Overview

Trade, Investment and Sustainable Development

FIELD's Trade, Investment and Sustainable Development (TISD) Programme focuses on how international regulations and institutions that manage globalisation affect developing countries and sustainable development. The programme also focuses on how globalisation influences international agreements designed to protect the environment. The aim of the TISD programme is to empower marginalised groups and communities as well as government officials and businesses to make informed decisions on trade, investment and natural resources management.

For many years, FIELD's trade work has focused on the role and activities of the World Trade Organisation (WTO). At the launch of the "Doha round" of trade negotiations in 2001, rich countries made a commitment to make the environment and development a centrepiece of trade. But to date, progress on the "Doha Development Agenda" has been minimal, and negotiations have so far missed every self-imposed deadline.

 

  "The TISD programme helps communities make informed decisions on trade, investment and natural resources management."

 

In order to create economic growth, governments in developing countries aim to attract large scale investment. This often involves natural resources, the use of which can boost national development and alleviate poverty.

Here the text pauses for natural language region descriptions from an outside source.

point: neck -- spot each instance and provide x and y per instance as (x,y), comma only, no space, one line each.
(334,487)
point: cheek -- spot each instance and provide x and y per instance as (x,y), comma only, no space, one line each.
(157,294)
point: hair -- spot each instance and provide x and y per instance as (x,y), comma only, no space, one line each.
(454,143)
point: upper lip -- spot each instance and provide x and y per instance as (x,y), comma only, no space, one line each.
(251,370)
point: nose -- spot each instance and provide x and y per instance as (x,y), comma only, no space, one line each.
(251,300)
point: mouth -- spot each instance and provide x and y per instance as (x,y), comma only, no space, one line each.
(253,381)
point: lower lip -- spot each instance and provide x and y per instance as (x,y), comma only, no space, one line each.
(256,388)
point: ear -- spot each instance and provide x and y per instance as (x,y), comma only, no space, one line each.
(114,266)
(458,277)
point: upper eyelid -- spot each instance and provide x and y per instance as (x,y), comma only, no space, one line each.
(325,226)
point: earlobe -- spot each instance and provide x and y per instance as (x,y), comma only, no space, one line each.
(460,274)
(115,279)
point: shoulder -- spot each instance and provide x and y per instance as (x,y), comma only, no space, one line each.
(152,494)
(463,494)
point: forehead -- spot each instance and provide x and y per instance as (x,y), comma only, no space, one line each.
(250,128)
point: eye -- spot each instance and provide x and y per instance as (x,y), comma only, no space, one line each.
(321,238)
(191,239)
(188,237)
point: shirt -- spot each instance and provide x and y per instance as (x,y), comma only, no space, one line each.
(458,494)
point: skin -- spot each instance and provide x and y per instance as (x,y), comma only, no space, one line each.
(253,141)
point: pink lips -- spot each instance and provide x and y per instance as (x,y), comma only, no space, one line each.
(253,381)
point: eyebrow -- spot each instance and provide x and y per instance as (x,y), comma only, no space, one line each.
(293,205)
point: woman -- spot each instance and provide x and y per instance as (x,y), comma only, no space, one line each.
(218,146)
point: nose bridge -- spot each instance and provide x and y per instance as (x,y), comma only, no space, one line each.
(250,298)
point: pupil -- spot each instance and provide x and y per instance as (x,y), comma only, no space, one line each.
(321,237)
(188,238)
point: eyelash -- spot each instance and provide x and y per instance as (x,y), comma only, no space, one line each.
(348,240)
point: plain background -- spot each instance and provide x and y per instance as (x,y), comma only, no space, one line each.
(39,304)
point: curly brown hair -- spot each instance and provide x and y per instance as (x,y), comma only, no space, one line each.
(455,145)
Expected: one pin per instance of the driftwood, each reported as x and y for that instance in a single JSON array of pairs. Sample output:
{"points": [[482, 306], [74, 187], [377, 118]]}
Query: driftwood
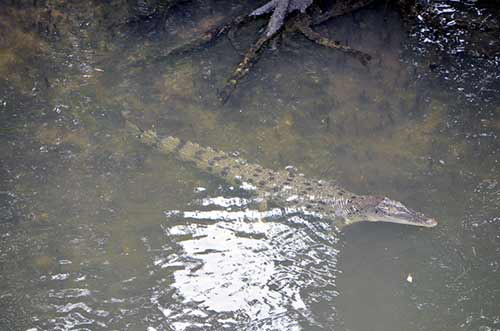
{"points": [[286, 16]]}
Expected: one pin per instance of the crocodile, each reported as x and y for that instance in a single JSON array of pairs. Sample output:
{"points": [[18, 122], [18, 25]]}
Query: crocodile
{"points": [[287, 189]]}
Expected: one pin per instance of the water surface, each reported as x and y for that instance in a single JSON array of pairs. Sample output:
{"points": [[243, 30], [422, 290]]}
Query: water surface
{"points": [[93, 234]]}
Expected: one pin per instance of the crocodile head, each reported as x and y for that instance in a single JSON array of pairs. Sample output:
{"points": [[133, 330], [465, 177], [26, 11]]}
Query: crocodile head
{"points": [[383, 209]]}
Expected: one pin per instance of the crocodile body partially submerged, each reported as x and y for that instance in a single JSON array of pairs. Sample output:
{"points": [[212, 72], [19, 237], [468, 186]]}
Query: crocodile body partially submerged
{"points": [[286, 188]]}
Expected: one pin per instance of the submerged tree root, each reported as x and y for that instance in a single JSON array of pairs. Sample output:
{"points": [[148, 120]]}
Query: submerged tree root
{"points": [[278, 24]]}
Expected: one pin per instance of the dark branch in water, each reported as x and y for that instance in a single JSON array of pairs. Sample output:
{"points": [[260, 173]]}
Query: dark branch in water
{"points": [[304, 25], [286, 16]]}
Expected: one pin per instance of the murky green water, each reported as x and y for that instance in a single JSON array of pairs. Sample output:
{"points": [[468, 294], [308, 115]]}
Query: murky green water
{"points": [[88, 240]]}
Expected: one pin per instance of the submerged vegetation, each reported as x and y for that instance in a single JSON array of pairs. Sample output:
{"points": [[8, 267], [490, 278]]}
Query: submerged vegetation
{"points": [[81, 202]]}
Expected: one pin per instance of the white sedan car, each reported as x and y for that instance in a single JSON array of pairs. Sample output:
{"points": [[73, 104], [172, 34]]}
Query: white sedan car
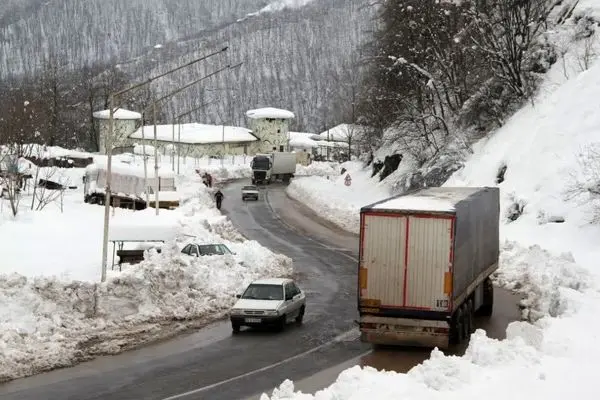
{"points": [[268, 302]]}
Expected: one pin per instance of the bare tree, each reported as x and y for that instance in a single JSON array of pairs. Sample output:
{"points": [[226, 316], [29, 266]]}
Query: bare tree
{"points": [[503, 31]]}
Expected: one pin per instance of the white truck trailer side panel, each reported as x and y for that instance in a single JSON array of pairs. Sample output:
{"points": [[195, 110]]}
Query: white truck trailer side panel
{"points": [[383, 259], [429, 263], [406, 261]]}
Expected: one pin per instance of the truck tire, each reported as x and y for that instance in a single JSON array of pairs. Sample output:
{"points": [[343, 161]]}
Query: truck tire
{"points": [[487, 307], [469, 315]]}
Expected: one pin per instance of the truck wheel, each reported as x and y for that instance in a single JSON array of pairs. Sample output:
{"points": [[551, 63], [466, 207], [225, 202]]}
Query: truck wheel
{"points": [[468, 319], [487, 307], [456, 329]]}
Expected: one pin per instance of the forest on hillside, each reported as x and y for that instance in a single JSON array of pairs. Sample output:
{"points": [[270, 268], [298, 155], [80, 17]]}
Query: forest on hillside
{"points": [[64, 57]]}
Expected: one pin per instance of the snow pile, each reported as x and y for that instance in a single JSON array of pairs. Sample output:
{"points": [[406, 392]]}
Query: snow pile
{"points": [[48, 322], [336, 202], [540, 360], [550, 255], [270, 112]]}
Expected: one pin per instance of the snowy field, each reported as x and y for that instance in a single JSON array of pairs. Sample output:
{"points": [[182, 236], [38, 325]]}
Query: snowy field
{"points": [[550, 152], [55, 313]]}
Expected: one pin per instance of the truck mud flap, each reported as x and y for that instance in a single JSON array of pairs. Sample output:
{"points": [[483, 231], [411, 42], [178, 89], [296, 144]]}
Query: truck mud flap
{"points": [[400, 332]]}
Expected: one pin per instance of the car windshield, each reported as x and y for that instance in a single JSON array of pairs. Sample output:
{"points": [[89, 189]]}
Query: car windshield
{"points": [[213, 249], [263, 292]]}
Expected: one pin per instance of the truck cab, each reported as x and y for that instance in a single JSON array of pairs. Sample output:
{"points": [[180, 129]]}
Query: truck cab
{"points": [[276, 166], [261, 168]]}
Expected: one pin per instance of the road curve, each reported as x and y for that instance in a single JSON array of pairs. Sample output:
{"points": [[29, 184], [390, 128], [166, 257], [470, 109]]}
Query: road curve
{"points": [[213, 364]]}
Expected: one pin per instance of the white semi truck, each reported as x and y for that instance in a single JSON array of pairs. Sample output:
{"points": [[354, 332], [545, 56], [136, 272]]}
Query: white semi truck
{"points": [[276, 166], [425, 265]]}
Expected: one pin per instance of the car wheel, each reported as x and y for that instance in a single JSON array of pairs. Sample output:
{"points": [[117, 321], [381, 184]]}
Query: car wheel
{"points": [[281, 323], [300, 316]]}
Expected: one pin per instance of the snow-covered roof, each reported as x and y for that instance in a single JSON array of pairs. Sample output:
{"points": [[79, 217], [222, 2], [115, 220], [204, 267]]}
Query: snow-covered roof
{"points": [[302, 140], [122, 168], [144, 228], [140, 149], [196, 134], [118, 114], [342, 132], [270, 112], [325, 143]]}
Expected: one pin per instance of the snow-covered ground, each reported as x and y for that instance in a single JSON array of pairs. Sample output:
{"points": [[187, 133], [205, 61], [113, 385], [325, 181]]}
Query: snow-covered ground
{"points": [[549, 149], [53, 310], [331, 199]]}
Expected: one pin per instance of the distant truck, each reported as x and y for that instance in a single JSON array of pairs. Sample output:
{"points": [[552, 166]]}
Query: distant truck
{"points": [[425, 265], [276, 166]]}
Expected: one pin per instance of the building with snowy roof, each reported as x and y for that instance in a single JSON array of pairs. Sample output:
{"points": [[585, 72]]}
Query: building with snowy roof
{"points": [[124, 122], [196, 140], [271, 127]]}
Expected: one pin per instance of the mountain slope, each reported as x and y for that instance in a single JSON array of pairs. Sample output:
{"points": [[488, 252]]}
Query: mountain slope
{"points": [[293, 57]]}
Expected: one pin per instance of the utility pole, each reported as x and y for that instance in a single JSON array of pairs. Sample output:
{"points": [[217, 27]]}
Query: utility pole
{"points": [[109, 142]]}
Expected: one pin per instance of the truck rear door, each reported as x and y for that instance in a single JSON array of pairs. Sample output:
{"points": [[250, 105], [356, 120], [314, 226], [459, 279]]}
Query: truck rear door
{"points": [[406, 261]]}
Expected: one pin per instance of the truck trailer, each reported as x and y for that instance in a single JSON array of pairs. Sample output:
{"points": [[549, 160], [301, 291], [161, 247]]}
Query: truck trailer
{"points": [[276, 166], [425, 261]]}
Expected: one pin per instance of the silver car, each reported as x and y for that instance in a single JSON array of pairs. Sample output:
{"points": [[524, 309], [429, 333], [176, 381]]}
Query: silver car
{"points": [[269, 302]]}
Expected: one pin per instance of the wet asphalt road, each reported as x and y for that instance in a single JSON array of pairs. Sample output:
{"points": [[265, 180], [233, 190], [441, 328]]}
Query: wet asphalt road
{"points": [[213, 364], [213, 355]]}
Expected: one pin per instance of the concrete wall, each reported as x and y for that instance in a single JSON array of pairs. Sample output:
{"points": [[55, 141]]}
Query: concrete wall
{"points": [[122, 129], [271, 132]]}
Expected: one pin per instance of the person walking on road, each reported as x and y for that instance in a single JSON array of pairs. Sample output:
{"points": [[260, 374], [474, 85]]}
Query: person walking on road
{"points": [[219, 198]]}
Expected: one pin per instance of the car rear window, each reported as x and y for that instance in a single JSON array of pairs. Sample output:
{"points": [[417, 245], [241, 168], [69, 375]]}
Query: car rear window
{"points": [[263, 292]]}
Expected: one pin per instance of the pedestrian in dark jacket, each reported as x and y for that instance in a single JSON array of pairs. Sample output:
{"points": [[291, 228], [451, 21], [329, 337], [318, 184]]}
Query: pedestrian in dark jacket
{"points": [[219, 198]]}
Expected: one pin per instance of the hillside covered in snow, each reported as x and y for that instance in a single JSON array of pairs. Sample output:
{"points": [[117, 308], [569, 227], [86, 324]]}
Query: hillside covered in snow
{"points": [[544, 158], [293, 55]]}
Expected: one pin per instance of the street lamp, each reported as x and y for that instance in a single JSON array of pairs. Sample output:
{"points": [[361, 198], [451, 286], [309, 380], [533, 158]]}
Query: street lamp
{"points": [[154, 103], [111, 113]]}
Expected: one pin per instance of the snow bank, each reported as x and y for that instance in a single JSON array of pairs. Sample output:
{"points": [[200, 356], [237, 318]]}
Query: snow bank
{"points": [[48, 322], [120, 113], [553, 354], [319, 168], [336, 202], [270, 112]]}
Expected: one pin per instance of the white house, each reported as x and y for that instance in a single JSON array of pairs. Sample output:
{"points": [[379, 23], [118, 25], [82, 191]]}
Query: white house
{"points": [[124, 122], [196, 140], [271, 127]]}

Robust investment laws are an important part of the overall package that a country can offer to potential investors. But if decisions around natural resources are made without the participation of the communities who depend on them, investment can work against sustainable development.

FIELD works with a broad range of stakeholders to help shape investment law such that it strikes a balance between the investors' need for legal protection and the social, environmental and economic considerations at the heart of sustainable development.

"Sustainable development is development that meets the needs of the present without compromising the ability of future generations to meet their own needs."

UN World Commission on Environment and Development (Brundtland Commission), Our Common Future, 1987

As a legal organisation, FIELD's sustainable development work helps to develop and improve ways for the public to participate in decision making processes, for these processes to be transparent and for all parties to be accountable for their decisions.